Conrad measuring and dissecting a few
 of the many flying fish that would show up on deck
every morning.
Other than a few whale and dolphin sightings and catching a tuna and a 50-lb blue marlin, our 20-day crossing from the Galapagos to the Marquesas was pretty uneventful. Nothing major broke (our only issues were a sink drainpipe coming loose and the same intermittent problem we have been having with our desalinater/generator) and no one became ill (we gave Conrad some antibiotics for a possible ear infection after consulting with our doctor friend Pete via satellite email). We only saw one sailboat and one fishing boat during our crossing but were in VHF radio-contact for a bit with our friends on Amelie IV, who passed us in the final week. 

Unfortunately, a few other boats weren't quite as lucky.  We know of quite a few boats that had major mechanical issues (broken halyards, non-functional autopilots, engine failures).  Health issues caused worries on some boats.  And one boat had to be abandoned due to structural failure 1500 miles away from the closest land. So boring was just fine for us.
Anchorage at Fatu Hiva

Here is the list of produce and fresh food we brought with us: apples (20), giant bunch of bananas (more than 100), broccoli (2 heads), cabbages (5), carrots (20), eggs (180--6 dozen left), green beans (1 bunch), limes (20), mangoes (25), melons (3), onions (20), oranges (20), passion fruit (60), pineapples (4), plantains (6), potatoes (more than 50), sweet potatoes (5), tomatoes (15),  and watermelons (3). It was just about right, with a good amount leftover. We were pretty sick of bananas in the first couple of weeks after the entire stalk ripened pretty much all at once. We still have banana mush for baking left in the freezer.

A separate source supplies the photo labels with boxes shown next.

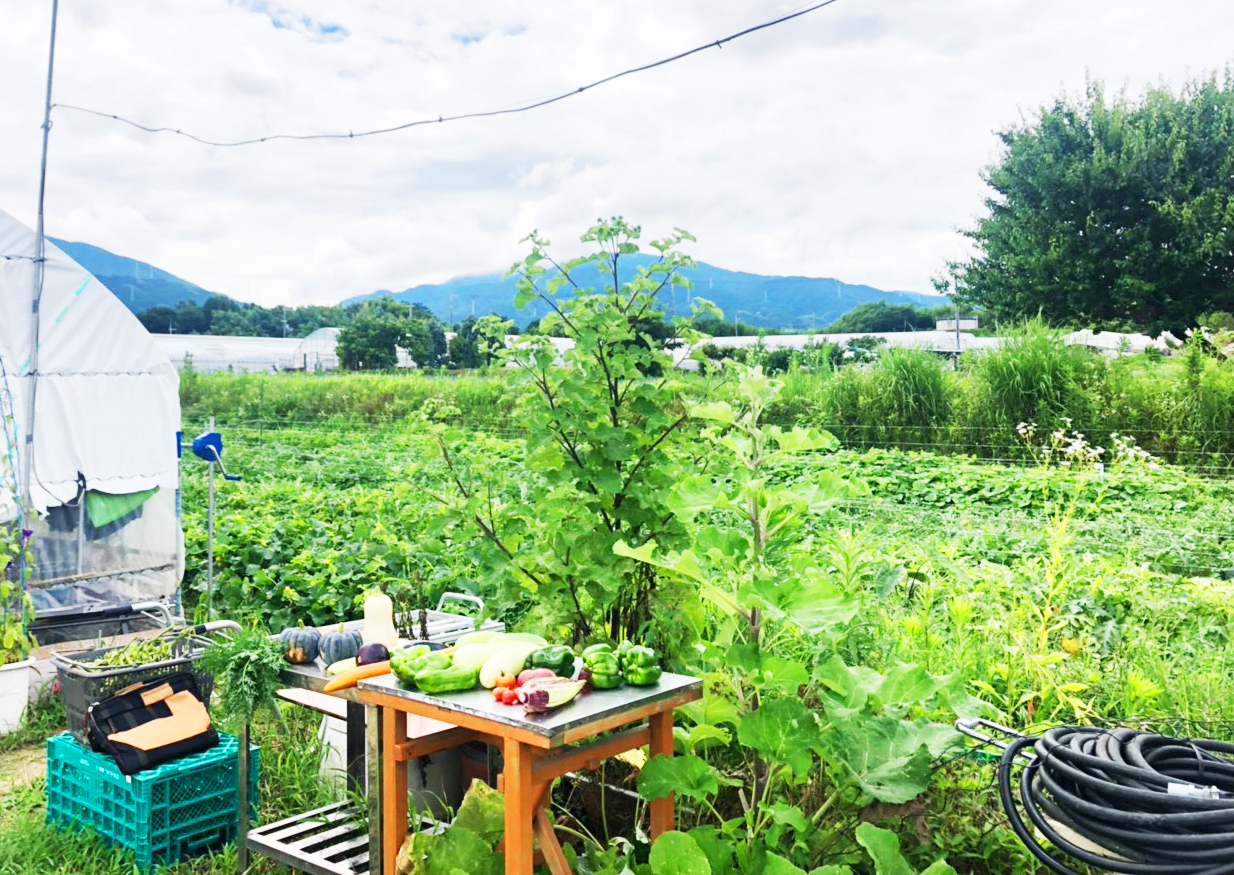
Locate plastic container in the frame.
[52,620,239,745]
[47,732,260,873]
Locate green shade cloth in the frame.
[85,486,158,528]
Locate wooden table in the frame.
[357,673,702,875]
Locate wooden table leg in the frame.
[380,708,409,875]
[344,702,364,794]
[647,711,674,842]
[502,738,537,875]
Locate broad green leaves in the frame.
[638,755,719,802]
[648,829,711,875]
[856,823,955,875]
[737,699,819,780]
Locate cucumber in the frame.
[478,642,540,690]
[502,632,548,647]
[454,629,506,647]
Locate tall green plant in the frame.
[616,368,954,871]
[438,218,710,645]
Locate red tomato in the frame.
[518,669,555,686]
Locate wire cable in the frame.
[998,726,1234,875]
[52,0,838,147]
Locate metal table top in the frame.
[357,671,702,739]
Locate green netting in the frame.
[85,486,158,528]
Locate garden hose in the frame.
[998,726,1234,875]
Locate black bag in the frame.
[85,671,218,775]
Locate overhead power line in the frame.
[52,0,838,146]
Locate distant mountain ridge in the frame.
[343,253,948,330]
[48,238,946,331]
[47,237,213,313]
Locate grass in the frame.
[0,696,337,875]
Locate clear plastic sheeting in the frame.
[0,206,184,616]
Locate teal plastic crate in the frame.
[47,732,260,873]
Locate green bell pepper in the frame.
[582,644,622,690]
[622,647,663,686]
[390,644,448,684]
[527,644,574,678]
[416,665,480,695]
[617,641,634,669]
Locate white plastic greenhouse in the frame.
[0,212,184,643]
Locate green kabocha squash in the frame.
[320,623,362,664]
[279,622,321,665]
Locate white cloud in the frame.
[0,0,1234,306]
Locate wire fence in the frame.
[176,418,1234,579]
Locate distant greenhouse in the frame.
[151,334,307,374]
[281,328,416,373]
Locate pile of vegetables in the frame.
[325,632,661,713]
[278,591,661,713]
[86,626,191,668]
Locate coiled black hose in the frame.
[998,726,1234,875]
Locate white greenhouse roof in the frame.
[151,334,300,374]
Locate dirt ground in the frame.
[0,744,47,795]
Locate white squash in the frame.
[454,629,506,647]
[453,641,510,671]
[360,592,399,650]
[480,643,540,690]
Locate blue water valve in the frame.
[193,432,241,480]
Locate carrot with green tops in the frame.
[322,659,390,692]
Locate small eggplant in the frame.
[355,641,390,665]
[517,678,587,713]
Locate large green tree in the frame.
[338,313,410,370]
[953,68,1234,336]
[827,301,935,334]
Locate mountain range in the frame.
[51,238,946,330]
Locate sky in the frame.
[0,0,1234,307]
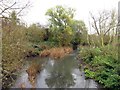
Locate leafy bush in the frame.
[80,45,120,89]
[2,21,27,88]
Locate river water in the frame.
[13,52,99,88]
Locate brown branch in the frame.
[90,13,100,35]
[0,2,16,15]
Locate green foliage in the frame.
[26,24,46,43]
[46,6,87,46]
[85,69,95,78]
[80,45,120,89]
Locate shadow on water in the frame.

When we arrived in Fatu Hiva, our friends on Amelie IV, Kazaio and Zorba greeted us with shouts and air horns, and Kazaio brought over a basket of fresh produce, including the local giant grapefruits (pamplemousse in French) that are so sweet that they don't need sugar. We have never seen terrain like this before and the people are warm and friendly. Unfortunately, we can't get any local money here but most of the residents are willing to take items in trade for things like fruit and handicrafts.

A 300-foot Polynesian waterfall

Manta rays frequent the anchorage.

1 comment:

  1. So glad you made it safely! I enjoyed reading the brief sat-phone email updates on your progress. I see you got sick of eating bananas, but what about blue marlin? Now just another 3,000 miles to New Zealand!